Young never stopped running and Drew's relay wasn't anywhere near second baseman Dustin Pedroia or first baseman Kevin Youkilis.
"I instinctually just came up and threw the ball thinking he's got a triple," said Drew. "That's just kind of the player I am. I go a lot on instincts. I know the ball was in the corner and I had a long way to get it. The first thing I was thinking was pick it up, throw it in. I thought Youkilis and [Pedroia] would be more on the first-base line when I let the ball go. I had a good throw behind it but those guys couldn't get back across to cut it off."
The Rangers didn't relent from there, loading the bases and then getting a two-run single to left by Nelson Cruz to give the Rangers their first lead at 4-2. It was a 36-pitch inning for Tavarez, which led to a taxing night for the Boston bullpen.
Still, the Sox showed signs of staying in this one. Drew led off the sixth with a single and Jason Varitek pummeled a line drive over the outstretched glove of Young and into the left-center-field gap. That scored Drew all the way from first to make it 4-3.
But the Boston bullpen, so strong in the first four games, imploded in the bottom of the inning.
With Hairston on third and one out, lefty J.C. Romero came on in relief of Kyle Snyder to face switch-hitting slugger Mark Teixeira. The result was not what the Sox were looking for, as Teixeira smashed a single to bring home Hairston.
"Once the baserunner got to third, I felt we had to bring in Romero and try to get out of it," said Red Sox manager Terry Francona. "We were down one, we wanted to stay down one and the wheels kind of came off at that point."

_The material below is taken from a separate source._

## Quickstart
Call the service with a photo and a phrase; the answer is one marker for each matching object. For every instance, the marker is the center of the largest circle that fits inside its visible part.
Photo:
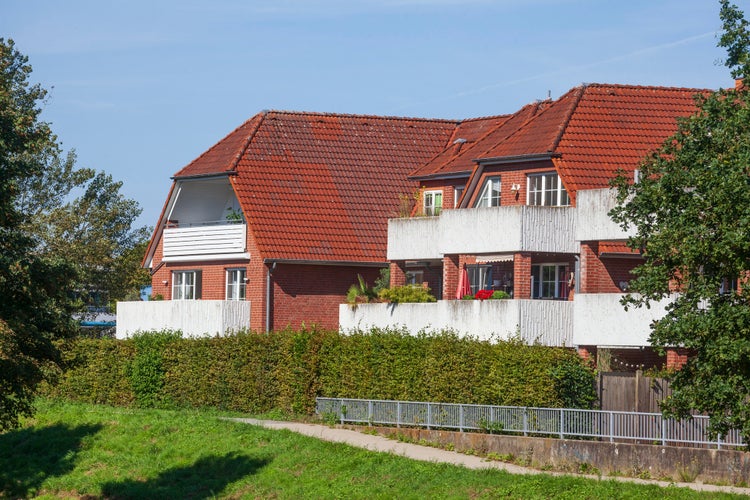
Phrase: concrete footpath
(430, 454)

In fact, the Red Sox developed a virtual flat tire with one swing from Sammy Sosa, who put an exclamation point on his comeback to the Major Leagues by launching career homer No. 589 over the wall in center. The Rangers sent 10 batters to the plate in the inning and extended their lead to 8-3.
Romero (no batters retired, five hits and three runs) was a victim of poor location.
"This was the first time he's thrown the ball over the middle of the plate and they took some pretty healthy swings," Francona said. "In his defense, we got him up in a hurry. We really didn't want to get to him until we got down to maybe [Hank] Blalock. We just didn't have that luxury tonight."
And nobody felt worse about it than Tavarez.
"[Eighty seven] pitches for four innings is not me. I walked [five] guys and it really hurt," said Tavarez. "My plan wasn't go to 2-2, 3-1 and keep walking guys. I'm the kind of guy who gets quick outs. Once I started walking guys, they started figuring it out a little bit more."